En attendant le contenu de la loi avec son adoption, on se souviendra que le décongestionnement des prisons par l’alternative TIG est l’un des engagements du président du Faso, maintes fois réitéré. Pas plus tard que lors de sa rencontre (le 11 juillet 2024) avec les Forces-vives, le capitaine Ibrahim Traoré a affiché sa volonté de « vider incessamment » les prisons pour orienter les pensionnaires vers la production. Ce qui pourrait, de l’avis de nombreux citoyens, contribuer à résoudre de nombreuses difficultés liées à la surpopulation avec son corollaire de conséquences (étouffements, insalubrité, maladies...). Bref, c’est presque tout, sauf une socialisation.

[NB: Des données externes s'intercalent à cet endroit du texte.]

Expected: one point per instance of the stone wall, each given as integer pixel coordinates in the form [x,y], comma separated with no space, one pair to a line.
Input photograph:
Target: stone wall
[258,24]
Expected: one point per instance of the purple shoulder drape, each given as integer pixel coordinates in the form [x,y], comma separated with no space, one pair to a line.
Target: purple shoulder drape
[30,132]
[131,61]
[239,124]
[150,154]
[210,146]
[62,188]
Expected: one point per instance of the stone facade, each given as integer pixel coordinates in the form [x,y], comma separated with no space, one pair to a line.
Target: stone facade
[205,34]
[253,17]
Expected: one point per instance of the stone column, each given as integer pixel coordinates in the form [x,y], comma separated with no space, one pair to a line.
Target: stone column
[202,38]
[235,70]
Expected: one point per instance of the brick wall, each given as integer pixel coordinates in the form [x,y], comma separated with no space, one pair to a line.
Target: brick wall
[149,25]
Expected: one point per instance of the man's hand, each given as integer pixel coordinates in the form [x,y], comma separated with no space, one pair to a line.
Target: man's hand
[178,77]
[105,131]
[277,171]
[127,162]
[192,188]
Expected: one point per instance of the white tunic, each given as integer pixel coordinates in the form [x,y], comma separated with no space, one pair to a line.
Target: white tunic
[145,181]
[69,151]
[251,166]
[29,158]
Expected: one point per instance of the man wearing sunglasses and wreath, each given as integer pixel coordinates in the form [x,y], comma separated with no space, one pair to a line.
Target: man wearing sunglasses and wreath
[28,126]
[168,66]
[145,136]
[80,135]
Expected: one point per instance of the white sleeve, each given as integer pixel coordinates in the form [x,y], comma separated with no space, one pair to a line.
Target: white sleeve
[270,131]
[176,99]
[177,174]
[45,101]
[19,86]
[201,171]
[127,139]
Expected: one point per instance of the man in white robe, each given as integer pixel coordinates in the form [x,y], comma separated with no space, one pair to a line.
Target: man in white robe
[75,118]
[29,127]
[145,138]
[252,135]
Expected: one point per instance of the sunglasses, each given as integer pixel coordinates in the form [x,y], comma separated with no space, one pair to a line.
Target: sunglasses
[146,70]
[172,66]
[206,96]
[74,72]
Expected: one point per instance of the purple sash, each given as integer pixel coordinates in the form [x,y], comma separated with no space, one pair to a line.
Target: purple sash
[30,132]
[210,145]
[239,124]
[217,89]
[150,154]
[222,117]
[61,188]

Plusieurs rapports de parlementaires en ces lieux font, jusque-là, le même constat de conditions difficiles, inhumaines et recommandent une amélioration.

Des mauvaises conditions de vie, le Burkina n’est pas le seul à en connaître dans ses geôles, car au moment où il se dispose à miser cette autre alternative qu’est le travail d’intérêt général, c’est la République démocratique du Congo qui continue d’alimenter tristement le sujet, avec cette tentative d’évasion, début septembre, qui s’est soldée par au moins 129 personnes tuées. A la base, l’incendie d’une partie des bâtiments de cette grande prison. « La prison de Makala, la plus grande de ce pays d’Afrique centrale, est notoirement surpeuplée, hébergeant dix fois plus de détenus (entre 14 000 et 15 000) que sa capacité (1500 places) », rapportent des médias locaux, citant des statistiques officielles.
Toujours selon la presse locale, qui cite un rapport interne du Fonds des nations-unies pour la population chargé de l’amélioration de la santé reproductive et maternelle, 268 prisonnières sur les 348 détenues dans cette prison de Makala (soit une représentation de 80%) ont été violées lors de ces évènements dramatiques. « 17 des survivantes de ces violences sexuelles avaient moins de 19 ans. Une détenue a affirmé qu’elle avait vu des femmes en train d’être violées et qu’aucune d’entre elles n’avait reçu des soins appropriés. Bien que le nombre de survivantes aient reçu, dans les 72 heures suivant les attaques, les soins de prise en charge couramment fournis après un viol, telles qu’une contraception d’urgence et la prophylaxie post-exposition au VIH, elles n’avaient reçu de soutien psychologique adéquat qu’à partir du 11 septembre. Force de rappeler qu’il est urgent que ces femmes prisonnières, victimes de violences sexuelles, lors de la tentative d’évasion à Makala, soient bien prises en charge pour éviter des conséquences sur divers plans dues à ces actes de violence », décrivent des organisations de défense de droits humains.
Vivement, que la nouvelle loi en gestation au Burkina sur le travail d’intérêt général puisse contribuer à globalement améliorer la vie dans ces lieux de détention ; cet autre cadre de la société, où tout individu, quel que soit son rang social, peut, à raison ou à tort, s’y retrouver un jour.